Sweet Sounds. Johnson, standing with Diaz Ordaz throughout the 2 1/2-hour ride, fairly floated in the tumult, holding his hands above his head like a victorious prizefighter or making an "O.K." sign with circled thumb and forefinger. "I've never seen anything like this anywhere," he exulted from the steps of Los Pinos, home of Mexican Presidents. "I've always known the Mexican people were generous, stimulating people, but I never saw such inspiration and stimulation as in those faces. I think it was the most wonderful reception I have ever had anywhere in the world." Later, while L.B.J. conferred with Diaz Ordaz, Lady Bird took the opportunity to visit the new National Museum of Anthropology (TIME, June 25), one of the most magnificent museums of its kind in the world.
Mexico's oles sounded all the sweeter in view of Washington's assumption that U.S. intervention in the Dominican Republic had tarnished Johnson's image south of the border, that he could never hope to gain the affection and instinctive trust that Latin Americans awarded President Kennedy. With scant advance notice, Johnson drew crowds only slightly smaller than those Kennedy received on a long-planned visit in 1962. "Who said we couldn't go to Latin America?" demanded Johnson. "Who said the Dominican Republic disgraced us?"
Bright Promise. Though it lasted only 24 1/2 hours and had no pressing diplomatic purpose--relations between the U.S. and Mexico have rarely been so warm as they are now--the visit raised bright hope for renewed inter-American solidarity in the Johnson presidency. Dedicating a statue of Abraham Lincoln, a $150,000 gift from the American people, Johnson enunciated eight principles of cooperation and respect for hemisphere relations and offered to take part in a Latino summit conference to revivify the Alliance for Progress.
"We of this hemisphere," he said, "are engaged in a vast social revolution touching the lives of millions of people on two continents.

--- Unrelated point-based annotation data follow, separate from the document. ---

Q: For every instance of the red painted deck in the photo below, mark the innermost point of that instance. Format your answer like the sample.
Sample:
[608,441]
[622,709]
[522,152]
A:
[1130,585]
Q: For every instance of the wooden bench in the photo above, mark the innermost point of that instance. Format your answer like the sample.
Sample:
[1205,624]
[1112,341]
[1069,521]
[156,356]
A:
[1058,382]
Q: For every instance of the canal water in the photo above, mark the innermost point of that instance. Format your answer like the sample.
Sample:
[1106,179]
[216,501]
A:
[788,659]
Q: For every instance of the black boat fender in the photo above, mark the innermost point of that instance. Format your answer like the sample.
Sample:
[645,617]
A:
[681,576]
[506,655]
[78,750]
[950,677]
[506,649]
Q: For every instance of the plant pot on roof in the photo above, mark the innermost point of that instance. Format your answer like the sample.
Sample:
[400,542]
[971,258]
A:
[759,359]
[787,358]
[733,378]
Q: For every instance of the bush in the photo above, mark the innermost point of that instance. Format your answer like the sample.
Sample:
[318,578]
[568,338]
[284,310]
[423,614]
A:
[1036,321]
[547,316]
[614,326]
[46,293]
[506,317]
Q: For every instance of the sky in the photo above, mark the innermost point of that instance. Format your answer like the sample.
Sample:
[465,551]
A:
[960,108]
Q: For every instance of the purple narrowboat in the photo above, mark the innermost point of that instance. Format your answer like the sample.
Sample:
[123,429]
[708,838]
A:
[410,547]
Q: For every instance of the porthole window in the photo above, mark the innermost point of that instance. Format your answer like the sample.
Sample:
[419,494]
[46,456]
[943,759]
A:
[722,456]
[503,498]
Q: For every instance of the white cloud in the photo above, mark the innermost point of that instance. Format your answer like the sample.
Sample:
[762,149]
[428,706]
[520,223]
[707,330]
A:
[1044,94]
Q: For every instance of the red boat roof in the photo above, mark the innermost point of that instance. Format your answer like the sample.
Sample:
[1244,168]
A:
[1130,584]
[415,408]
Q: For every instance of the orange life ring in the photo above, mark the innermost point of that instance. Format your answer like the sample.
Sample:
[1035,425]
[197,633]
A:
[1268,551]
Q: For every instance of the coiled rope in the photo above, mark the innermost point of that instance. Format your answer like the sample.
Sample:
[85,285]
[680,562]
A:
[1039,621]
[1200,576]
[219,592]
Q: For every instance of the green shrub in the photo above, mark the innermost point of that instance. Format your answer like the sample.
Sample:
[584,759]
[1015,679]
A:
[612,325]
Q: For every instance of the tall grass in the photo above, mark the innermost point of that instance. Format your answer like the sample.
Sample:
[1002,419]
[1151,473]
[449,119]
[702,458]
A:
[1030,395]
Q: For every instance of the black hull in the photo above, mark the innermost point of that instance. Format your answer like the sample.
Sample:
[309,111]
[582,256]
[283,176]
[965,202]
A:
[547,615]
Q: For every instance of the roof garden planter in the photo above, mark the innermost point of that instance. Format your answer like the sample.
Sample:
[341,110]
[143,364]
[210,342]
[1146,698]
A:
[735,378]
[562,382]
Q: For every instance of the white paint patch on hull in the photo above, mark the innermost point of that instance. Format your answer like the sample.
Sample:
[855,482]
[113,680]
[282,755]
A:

Like Lincoln's, this is a test of whether freedom can work. It is a test of whether men, through liberty, can overcome the weight of the past and lift from their brothers the blight of hunger, the blindness of ignorance, and the burden of disease."
Back in Texas at week's end, Johnson quickly moved to back up his promises, let it be known that he and his wife may be making more southern trips, and ordered U.S. ambassadors in South America to begin the laborious task of reshaping the Alliance. To fill a vacant embassy in Rio de Janeiro he named John W. Tuthill, 55, U.S. representative to the European Common Market since 1962. And how did he feel about the trip? "To say he was pleased," understated Press Secretary Bill Moyers, "is an understatement."
*His only other trip out of the U.S. was to Vancouver, B.C., in September 1964 for a ceremony marking ratification of a Columbia River-development treaty with Canada.